Dois anos antes, Dorothy havia declarado: “As companhias florestais trabalham com uma lógica de ameaças. Elas elaboram uma lista de líderes e em seguida aparecem figuras para eliminar essas pessoas. Se eu chego a receber uma bala, saberão exatamente quem o fez”.

Fazendeiros e madeireiros celebraram com fogos de artifício e cerveja a morte de Dorothy. Nesta faixa amazônica do Pará, essas pessoas têm imposto a violência e o terror para defender seus interesses.

Através de sua vida, constatamos a existência de paradigmas por cuja defesa a existência das pessoas é ameaçada e destruída. Trata-se de integrar a espécie humana na natureza e não afastá-la, como se se encontrasse acima e não em equilíbrio com ela. Uma natureza empobrecida empobrece a espécie humana, de tal modo que para defender a vida humana também é preciso defender toda a biosfera. Isto é bem conhecido pelos povos primitivos, que sabem que sua vida depende da boa relação com a natureza, e por este motivo é necessário respeitá-la. Todo ser humano precisa aprender a administrá-la, respeitando seus ciclos, seus limites, e a sustentabilidade de produção a longo prazo.

Ecologia, justiça e paz são inseparáveis. Estes paradigmas implicam uma mudança radical no sistema econômico, na mentalidade dos chefes de Estados e dos cidadãos; uma mudança na produção que respeite a natureza e a recrie, uma relação de comunhão com ela e de amor às futuras gerações que têm direito de desfrutá-la e de obter os benefícios necessários para viver com dignidade; um amor à Mãe Terra, que está em estreita relação com Deus, verdadeira Fonte de Vida do Universo inteiro posto a serviço da felicidade de toda a humanidade, sem exceções.

Parece incrível que algo tão próprio de amor à vida, devido à cobiça, à ambição e ao afã de riqueza de uns poucos, mobilizam-se forças de destruição que acabam com vidas que somente buscam o bem, incluídos os assassinos e seus descendentes, que causam fome e suas consequências a milhões de pessoas, sendo que a natureza e a criatividade humana contam com possibilidades para erradicar a fome neste mundo.

Com Dorothy e Francisco afirmamos a necessidade de buscar “um novo começo” (nº 207); uma conversão ecológica” (nº 216), “uma cidadania ecológica” (nº 211), “um novo estilo de vida baseado no cuidado, na compaixão, na sobriedade partilhada, na aliança entre a humanidade e o ambiente, pois ambos estão umbilicamente ligados na corresponsabilidade por tudo o que existe e vive e por nosso destino comum” (nº 203-208).

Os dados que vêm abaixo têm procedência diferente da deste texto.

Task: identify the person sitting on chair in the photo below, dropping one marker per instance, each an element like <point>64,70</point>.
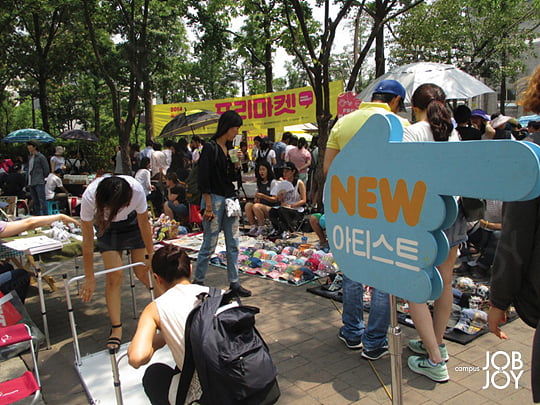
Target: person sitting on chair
<point>15,278</point>
<point>176,206</point>
<point>292,203</point>
<point>263,201</point>
<point>318,224</point>
<point>55,190</point>
<point>166,315</point>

A morte de Dorothy e a Encíclica recobram sentido se “caminhamos cantando”; se “nossas lutas e nossas preocupações por este Planeta não nos tiram a alegria da esperança” (nº 244); se “nosso tempo se recorda da […] firme resolução de alcançar a sustentabilidade, por acelerar a luta pela justiça e pela paz, e pela alegre celebração da vida” (nº 207).

 

[1] Fonte: https://blog.cristianismeijusticia.net/?p=12960&lang=es

secretaria.general@sanpablo.com.ar

[2] Roberto Malvezzi, 23 de abril de 2006.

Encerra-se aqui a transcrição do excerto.